Mais alors que ce matin de Pâques, tout était perdu, tout était anéanti, le Christ ressuscité se manifeste. Jésus est ressuscité par son corps. Et nous pouvons comprendre un peu mieux cette demeure qu’est notre corps. Notre corps n’est pas une simple enveloppe qui manifeste matériellement notre existence. Notre corps participe de notre identité. Notre religion est celle de l’incarnation. Notre corps, ce n’est pas ce que nous possédons, mais c’est ce que nous sommes. La tradition antique grecque est celle de la réincarnation. Notre âme, éternelle pour les Grecs, passe de corps en corps. Et donc, pour un Grec antique, le corps est une nuisance pour l’âme, il la retient ici-bas. Mais, l’incarnation de notre Dieu magnifie notre corps et surtout, la résurrection du Christ par son corps révèle toute l’importance de corps.
Reste une question qui peut se poser à l’écoute de cet extrait de lettre de Saint Jean : « Celui qui proclame que Jésus est le fils de Dieu, Dieu demeure en lui, et lui en Dieu ».
Si je laisse Dieu demeurer en moi et si je demeure en Dieu : Vais-je perdre mon identité propre ? Est-ce que cette demeure sera encore la mienne ? Accepter de demeurer en Dieu et laisser Dieu demeurer en moi, n’est-ce pas un risque de me perdre en Dieu ? Ne vais-je pas disparaître en tant que personne ?
Observons la relation que Jésus engage avec celles et ceux qu’il a rencontrés. Jésus a-t-il ôté quelque chose de la vie de Zachée, de Marie-Madeleine ou encore des disciples qu’il a appelés ? Toutes celles et ceux que le Christ a rejoint ont-ils, ont-elles perdu quelque chose de leur être ? Et ces questions nous sont aussi adressées ? Qu’est-il arrivé suite à notre rencontre avec le Christ ? Avons-nous l’impression d’avoir diminué dans notre être ? Avons-nous perdu quelque chose de notre identité ?
Mais peut-être aussi sommes-nous en recherche de cette relation avec le Christ ? Peut-être sommes-nous habités d’une simple curiosité ? Et aussi d’une crainte – légitime – d’une mainmise sur ma liberté. L’épisode de Zachée peut nous rassurer. Jésus dit à Zachée caché dans son sycomore : « Il faut que j’aille demeurer chez toi ». Et Zachée a laissé Jésus entrer dans sa demeure. Et Zachée est devenu le vrai Zachée, il est redevenu lui-même. Zachée a répondu à la demande du Christ d’habiter sa demeure. Demeurer en Dieu et laisser Dieu demeurer en soi est un appel à devenir soi-même. A devenir ce que l’on n’est pas encore. Je peux tenter de devenir moi-même par moi-même, forger mon identité par mon unique effort, tel Narcisse qui cherche à s’identifier par lui-même, dans un va et vient schizophrène entre son image et son reflet : là est l’identité folle. Narcisse se noie. Toutes celles et tous ceux qui ont laissé le Christ demeurer en eux ont vu leurs forces de mort diminuer et leurs puissances de vie augmenter.
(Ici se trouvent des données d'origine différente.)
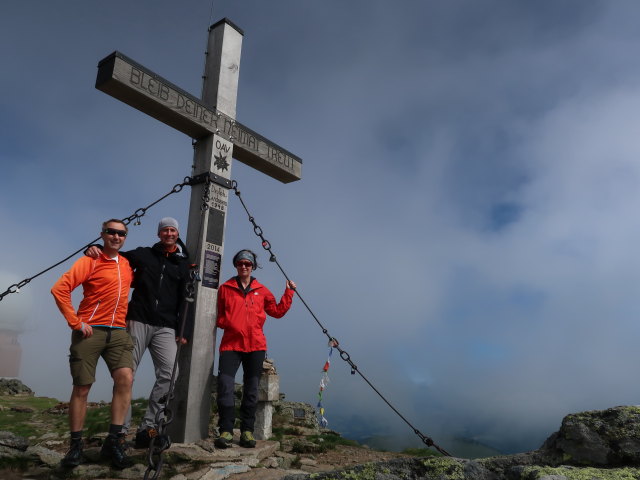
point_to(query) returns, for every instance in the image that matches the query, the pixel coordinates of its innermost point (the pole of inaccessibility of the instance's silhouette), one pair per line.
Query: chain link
(137, 215)
(162, 441)
(343, 354)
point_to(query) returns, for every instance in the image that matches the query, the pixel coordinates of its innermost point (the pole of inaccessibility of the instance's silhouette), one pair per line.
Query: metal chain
(343, 354)
(137, 215)
(162, 441)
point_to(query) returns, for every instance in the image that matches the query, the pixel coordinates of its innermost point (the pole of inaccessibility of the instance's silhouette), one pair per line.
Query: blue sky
(465, 225)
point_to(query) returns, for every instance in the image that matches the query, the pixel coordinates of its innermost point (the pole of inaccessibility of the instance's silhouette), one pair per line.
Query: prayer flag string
(324, 381)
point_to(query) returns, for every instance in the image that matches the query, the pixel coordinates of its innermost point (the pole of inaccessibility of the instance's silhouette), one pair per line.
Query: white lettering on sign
(214, 248)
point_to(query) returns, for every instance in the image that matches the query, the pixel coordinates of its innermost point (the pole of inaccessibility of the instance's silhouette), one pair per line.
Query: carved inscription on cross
(219, 138)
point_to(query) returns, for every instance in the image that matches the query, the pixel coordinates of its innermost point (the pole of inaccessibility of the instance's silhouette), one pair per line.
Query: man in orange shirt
(99, 330)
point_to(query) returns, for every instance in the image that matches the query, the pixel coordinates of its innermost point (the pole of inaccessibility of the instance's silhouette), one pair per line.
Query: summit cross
(210, 121)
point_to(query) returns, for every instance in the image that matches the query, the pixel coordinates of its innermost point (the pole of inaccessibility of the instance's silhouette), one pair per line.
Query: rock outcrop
(13, 386)
(589, 445)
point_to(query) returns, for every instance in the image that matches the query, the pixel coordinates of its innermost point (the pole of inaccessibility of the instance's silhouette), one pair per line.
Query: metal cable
(343, 354)
(161, 442)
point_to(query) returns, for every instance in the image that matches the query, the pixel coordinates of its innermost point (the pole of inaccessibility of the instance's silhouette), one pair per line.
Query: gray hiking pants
(161, 342)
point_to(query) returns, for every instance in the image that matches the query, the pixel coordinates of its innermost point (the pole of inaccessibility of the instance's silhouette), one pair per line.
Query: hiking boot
(114, 449)
(143, 437)
(73, 458)
(224, 440)
(247, 440)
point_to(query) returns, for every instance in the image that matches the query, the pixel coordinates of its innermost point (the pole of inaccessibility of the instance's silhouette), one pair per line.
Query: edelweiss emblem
(221, 162)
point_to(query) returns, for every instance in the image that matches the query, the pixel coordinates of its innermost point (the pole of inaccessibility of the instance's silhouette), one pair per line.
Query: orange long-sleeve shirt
(105, 282)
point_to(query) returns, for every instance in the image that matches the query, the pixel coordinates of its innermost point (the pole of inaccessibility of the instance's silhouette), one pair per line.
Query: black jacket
(159, 285)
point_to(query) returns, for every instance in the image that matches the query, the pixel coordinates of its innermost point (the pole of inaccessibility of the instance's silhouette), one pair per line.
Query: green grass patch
(331, 440)
(421, 452)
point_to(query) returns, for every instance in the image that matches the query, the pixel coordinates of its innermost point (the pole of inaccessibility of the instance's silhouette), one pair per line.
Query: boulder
(599, 438)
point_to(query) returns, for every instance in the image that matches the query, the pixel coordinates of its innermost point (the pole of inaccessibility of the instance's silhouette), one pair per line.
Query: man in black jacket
(160, 276)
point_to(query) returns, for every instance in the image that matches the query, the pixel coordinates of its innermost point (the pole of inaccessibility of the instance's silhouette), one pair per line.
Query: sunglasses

Et à quoi reconnaît-on que nous devenons ce que nous sommes ?
L’évangile nous le dit : « Je parle ainsi dans le monde pour qu’ils aient en eux ma joie, et qu’ils en soient comblés ». Devenir soi-même, c’est éprouver la joie d’être soi-même et la joie rend aimable et l’amour rend joyeux. Le Monde dont parle Jean dans l’Evangile, c’est le nôtre. La violence particulière de notre Monde peut nous paralyser et nous désespérer. A notre place que pouvons-nous changer ? Et naît alors la tentation de se couper du monde. Nous n’appartenons pas à ce monde. Oui, peut-être mais nous y sommes. Chacune et chacun à notre place. Et la joie de Pâques qui nous habite doit pouvoir illuminer le petit cercle de celles et ceux qui nous sont proches. Et ces petits cercles lumineux de la joie d’aimer et de se savoir aimer finiront par éclairer les ténèbres de ce monde. Là doit être notre espérance.